SRCNN_小结

SRCNN Super-Resolution Convolutional Neural Network (超分辨率重建卷积神经网络)，网络模型如图所示：
这里写图片描述
该方法对于一个低分辨率图像，先使用双三次（bicubic）插值将其放大到目标大小，再通过三层卷积网络做非线性映射，得到的结果作为高分辨率图像输出。作者将三层卷积的结构解释成与传统SR方法对应的三个步骤：图像块的提取和特征表示，特征非线性映射和最终的重建。

三个卷积层使用的卷积核的大小分为为9x9, 1x1和5x5，前两个的输出特征个数分别为64和32. 该文章分别用Timofte数据集（包含91幅图像）和ImageNet大数据集进行训练。相比于双三次插值和传统的稀疏编码方法，SRCNN得到的高分辨率图像更加清晰。

对SR的质量进行定量评价常用的两个指标是PSNR(Peak Signal-to-Noise Ratio)和SSIM（Structure Similarity Index）。这两个值越高代表重建结果的像素值和原标准越接近。后面我们会知道：卷积神经网络的代价函数就是PSNR的取值。

实验环境：caffe , Ubuntu 14.04.5 LTS，实验代码。我们要先在官网上下载caffe的源代码。通过cmake进行编译。生成可执行文件。这里涉及很多c语言的知识，因为caffe是用c语言写的，我在这里还留下很多不知道的坑，嗯，希望我以后可以慢慢全部搞懂。
训练看了很多资料感觉caffe是一个非常友好的框架。打个比方：如果说机器学习是炼丹，那么只需要知道大的过程就可以用caffe了。我们在caffe的根目录下输入：该命令就可以训练我们的模型了。
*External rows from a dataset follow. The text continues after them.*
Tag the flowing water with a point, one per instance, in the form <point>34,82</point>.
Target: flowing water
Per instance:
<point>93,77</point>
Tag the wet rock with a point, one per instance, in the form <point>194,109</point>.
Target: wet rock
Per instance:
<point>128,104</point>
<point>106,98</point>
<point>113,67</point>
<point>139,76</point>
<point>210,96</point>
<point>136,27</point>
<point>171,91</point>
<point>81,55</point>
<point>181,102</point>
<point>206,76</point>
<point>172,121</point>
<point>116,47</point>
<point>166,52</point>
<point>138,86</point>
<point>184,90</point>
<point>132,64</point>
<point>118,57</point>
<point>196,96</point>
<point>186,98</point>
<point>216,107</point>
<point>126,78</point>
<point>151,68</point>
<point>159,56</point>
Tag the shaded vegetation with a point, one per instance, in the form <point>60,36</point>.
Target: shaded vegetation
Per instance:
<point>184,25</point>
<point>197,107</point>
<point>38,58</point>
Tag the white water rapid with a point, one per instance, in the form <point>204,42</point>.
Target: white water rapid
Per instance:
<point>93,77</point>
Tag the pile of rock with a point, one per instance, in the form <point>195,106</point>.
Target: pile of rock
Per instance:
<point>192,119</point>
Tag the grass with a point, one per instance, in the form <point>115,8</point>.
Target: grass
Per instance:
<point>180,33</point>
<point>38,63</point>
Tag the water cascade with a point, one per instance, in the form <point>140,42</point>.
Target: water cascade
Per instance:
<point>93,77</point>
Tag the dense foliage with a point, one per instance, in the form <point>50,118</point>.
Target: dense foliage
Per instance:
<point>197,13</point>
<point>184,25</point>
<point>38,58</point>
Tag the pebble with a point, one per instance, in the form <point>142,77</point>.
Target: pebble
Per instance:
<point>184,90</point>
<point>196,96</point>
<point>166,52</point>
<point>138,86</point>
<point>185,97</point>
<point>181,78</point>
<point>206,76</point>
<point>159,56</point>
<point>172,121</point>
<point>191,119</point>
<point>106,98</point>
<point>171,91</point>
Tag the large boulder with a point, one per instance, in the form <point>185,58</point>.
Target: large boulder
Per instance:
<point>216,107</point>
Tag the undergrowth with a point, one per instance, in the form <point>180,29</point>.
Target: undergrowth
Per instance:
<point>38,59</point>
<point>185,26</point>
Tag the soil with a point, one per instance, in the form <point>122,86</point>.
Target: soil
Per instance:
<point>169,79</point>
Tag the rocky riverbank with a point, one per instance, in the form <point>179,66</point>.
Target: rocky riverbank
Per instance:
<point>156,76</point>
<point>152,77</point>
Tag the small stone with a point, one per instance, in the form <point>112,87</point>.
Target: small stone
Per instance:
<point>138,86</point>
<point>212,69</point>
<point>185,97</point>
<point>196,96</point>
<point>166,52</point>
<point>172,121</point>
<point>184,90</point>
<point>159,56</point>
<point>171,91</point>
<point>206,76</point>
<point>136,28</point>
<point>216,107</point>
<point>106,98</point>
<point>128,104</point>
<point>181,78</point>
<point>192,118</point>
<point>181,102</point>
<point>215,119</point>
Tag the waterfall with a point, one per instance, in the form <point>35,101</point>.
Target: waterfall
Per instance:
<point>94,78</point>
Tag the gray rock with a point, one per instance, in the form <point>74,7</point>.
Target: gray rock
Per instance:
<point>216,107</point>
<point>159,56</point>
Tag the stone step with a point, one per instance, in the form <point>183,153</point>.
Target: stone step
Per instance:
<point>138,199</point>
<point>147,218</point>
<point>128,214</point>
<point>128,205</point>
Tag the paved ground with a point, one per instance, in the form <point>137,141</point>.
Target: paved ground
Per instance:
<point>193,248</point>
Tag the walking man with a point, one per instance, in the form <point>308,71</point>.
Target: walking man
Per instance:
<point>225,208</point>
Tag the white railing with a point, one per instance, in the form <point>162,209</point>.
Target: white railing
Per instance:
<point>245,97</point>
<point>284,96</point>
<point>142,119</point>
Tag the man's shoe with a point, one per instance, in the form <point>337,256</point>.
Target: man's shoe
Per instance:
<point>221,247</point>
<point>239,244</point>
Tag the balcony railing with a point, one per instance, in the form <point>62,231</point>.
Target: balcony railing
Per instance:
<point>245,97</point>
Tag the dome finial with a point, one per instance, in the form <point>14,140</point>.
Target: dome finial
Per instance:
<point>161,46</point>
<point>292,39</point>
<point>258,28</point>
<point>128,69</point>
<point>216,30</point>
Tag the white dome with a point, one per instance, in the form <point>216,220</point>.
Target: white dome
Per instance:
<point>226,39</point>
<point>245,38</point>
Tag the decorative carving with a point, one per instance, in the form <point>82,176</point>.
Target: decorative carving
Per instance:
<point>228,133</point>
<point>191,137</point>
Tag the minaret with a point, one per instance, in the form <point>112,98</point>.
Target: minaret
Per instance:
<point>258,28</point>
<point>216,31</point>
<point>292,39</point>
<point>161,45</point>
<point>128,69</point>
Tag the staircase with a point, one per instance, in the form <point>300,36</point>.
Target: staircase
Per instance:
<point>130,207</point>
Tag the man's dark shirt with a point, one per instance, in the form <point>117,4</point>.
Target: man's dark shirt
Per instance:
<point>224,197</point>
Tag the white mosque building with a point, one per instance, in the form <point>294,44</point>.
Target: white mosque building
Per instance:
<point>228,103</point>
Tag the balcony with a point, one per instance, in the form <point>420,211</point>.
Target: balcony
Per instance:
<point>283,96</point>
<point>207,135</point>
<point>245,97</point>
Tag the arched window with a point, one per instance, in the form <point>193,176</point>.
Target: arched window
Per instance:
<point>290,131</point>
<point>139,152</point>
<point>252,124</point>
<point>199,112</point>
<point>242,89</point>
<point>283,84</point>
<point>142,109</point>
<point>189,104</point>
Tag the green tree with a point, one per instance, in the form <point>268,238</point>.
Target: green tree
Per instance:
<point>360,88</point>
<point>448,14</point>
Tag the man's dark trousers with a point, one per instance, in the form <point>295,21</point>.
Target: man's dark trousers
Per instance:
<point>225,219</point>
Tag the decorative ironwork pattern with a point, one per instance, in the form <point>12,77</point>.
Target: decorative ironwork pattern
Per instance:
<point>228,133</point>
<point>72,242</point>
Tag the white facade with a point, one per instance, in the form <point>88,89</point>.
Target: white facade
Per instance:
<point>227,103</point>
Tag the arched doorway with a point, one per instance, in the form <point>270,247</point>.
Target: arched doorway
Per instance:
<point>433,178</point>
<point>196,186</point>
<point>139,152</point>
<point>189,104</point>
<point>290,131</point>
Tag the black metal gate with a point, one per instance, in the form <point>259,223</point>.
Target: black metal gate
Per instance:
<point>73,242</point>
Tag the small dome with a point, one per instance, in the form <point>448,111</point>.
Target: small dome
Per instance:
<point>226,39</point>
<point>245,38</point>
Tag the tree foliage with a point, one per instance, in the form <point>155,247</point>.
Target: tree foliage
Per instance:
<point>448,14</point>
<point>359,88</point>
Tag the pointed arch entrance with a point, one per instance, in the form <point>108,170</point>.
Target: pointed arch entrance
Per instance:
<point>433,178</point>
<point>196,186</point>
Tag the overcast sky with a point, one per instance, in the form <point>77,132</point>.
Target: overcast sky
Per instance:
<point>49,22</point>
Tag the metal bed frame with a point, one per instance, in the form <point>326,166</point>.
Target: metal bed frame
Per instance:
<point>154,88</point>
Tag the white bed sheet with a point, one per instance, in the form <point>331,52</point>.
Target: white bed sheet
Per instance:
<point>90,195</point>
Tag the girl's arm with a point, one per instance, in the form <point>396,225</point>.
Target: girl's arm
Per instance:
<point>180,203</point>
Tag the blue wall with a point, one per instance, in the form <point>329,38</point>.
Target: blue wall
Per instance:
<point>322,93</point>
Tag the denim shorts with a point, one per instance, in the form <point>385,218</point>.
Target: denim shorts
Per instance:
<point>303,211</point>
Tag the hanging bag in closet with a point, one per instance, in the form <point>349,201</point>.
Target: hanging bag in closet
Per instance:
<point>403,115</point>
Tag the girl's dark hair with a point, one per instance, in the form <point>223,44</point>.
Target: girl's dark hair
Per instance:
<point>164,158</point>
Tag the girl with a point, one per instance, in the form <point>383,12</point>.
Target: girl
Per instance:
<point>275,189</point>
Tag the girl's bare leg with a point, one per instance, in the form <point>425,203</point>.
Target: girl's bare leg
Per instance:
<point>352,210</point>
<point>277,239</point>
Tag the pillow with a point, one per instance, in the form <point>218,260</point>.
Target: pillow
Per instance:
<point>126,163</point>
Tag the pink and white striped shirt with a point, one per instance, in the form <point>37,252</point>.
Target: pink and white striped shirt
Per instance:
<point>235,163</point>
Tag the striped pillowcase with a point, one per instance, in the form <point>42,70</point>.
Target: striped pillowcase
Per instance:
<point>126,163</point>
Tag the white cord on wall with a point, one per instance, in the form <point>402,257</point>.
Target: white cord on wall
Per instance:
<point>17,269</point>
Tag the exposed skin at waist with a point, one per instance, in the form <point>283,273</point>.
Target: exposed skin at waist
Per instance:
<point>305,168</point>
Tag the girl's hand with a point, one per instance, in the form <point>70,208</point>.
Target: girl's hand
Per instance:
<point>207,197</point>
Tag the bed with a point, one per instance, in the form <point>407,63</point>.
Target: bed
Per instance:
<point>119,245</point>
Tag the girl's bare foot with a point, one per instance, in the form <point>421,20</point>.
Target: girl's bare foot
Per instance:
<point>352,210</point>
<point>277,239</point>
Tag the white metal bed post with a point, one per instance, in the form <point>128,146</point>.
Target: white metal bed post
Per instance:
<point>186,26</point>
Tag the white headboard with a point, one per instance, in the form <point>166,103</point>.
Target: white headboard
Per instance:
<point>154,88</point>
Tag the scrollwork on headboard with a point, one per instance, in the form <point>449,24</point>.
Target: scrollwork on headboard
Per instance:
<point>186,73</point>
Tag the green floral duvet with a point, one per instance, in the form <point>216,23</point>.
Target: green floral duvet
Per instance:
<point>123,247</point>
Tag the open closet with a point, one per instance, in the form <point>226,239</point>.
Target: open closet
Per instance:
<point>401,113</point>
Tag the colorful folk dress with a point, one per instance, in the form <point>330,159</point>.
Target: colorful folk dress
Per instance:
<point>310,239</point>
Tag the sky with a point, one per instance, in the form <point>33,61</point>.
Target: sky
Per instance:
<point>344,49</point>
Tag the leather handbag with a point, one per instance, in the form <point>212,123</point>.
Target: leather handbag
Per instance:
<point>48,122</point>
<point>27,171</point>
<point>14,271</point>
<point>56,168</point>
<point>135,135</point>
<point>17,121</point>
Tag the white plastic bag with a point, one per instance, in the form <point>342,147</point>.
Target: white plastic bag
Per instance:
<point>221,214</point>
./build/tools/caffe train --solver=examples/SRCNN/SRCNN_solver.prototxt

SRCNN文件夹的内容是我们从github上下载的实验源代码。（装好git,一个命令就可以了。）我是从window上的cmd命令去理解这个命令的。./build/tools/caffe = 相对路径 + 可执行文件名（其实我们花那么大功夫去编译caffe也就是得到这个caffe）.
train solver=examples/SRCNN/SRCNN_solver.prototxt ，相当于参数赋值。
这里写图片描述
上图是：训练过程的结果显示。解释一些参数：
Iteration 0 迭代次数为0次
lr = 0.0001 学习率。（具体作用：反向传播，梯度下降时的迭代因子）
loss = 8.25829 代价函数的取值。
注意到当迭代次数达到500时，会显示

I0618 21:42:54.186817 34055 solver.cpp:466] Snapshotting to binary proto file examples/SRCNN/SRCNN_iter_500.caffemodel
I0618 21:42:54.197224 34055 sgd_solver.cpp:273] Snapshotting solver state to binary proto file examples/SRCNN/SRCNN_iter_500.solverstate

这些内容是提示我们，训练500次的模型结果保存的路径。同样的这个参数我们也可以设置，下面会说。你看其实到这里caffe的训练过程就完成。当然还有很多细节之处我们不知道。首先我们传给caffe的参数 SRCNN_solver.prototxt 文件里写了什么？
SRCNN_solver.prototxt

# The train/test net protocol buffer definition
net: "examples/SRCNN/SRCNN_net.prototxt"    # 网络结构的描述文件
test_iter: 556 
# Carry out testing every 500 training iterations.
test_interval: 500
# The base learning rate, momentum and the weight decay of the network.
base_lr: 0.0001
momentum: 0.9
weight_decay: 0
# The learning rate policy
lr_policy: "fixed"
# Display every 100 iterations
display: 100
# The maximum number of iterations
max_iter: 15000000
# snapshot intermediate results
snapshot: 500
snapshot_prefix: "examples/SRCNN/SRCNN"
# solver mode: CPU or GPU
solver_mode: GPU

我们可以发现：有些参数在我们训练的过程已经有所体现。base_lr，snapshot…..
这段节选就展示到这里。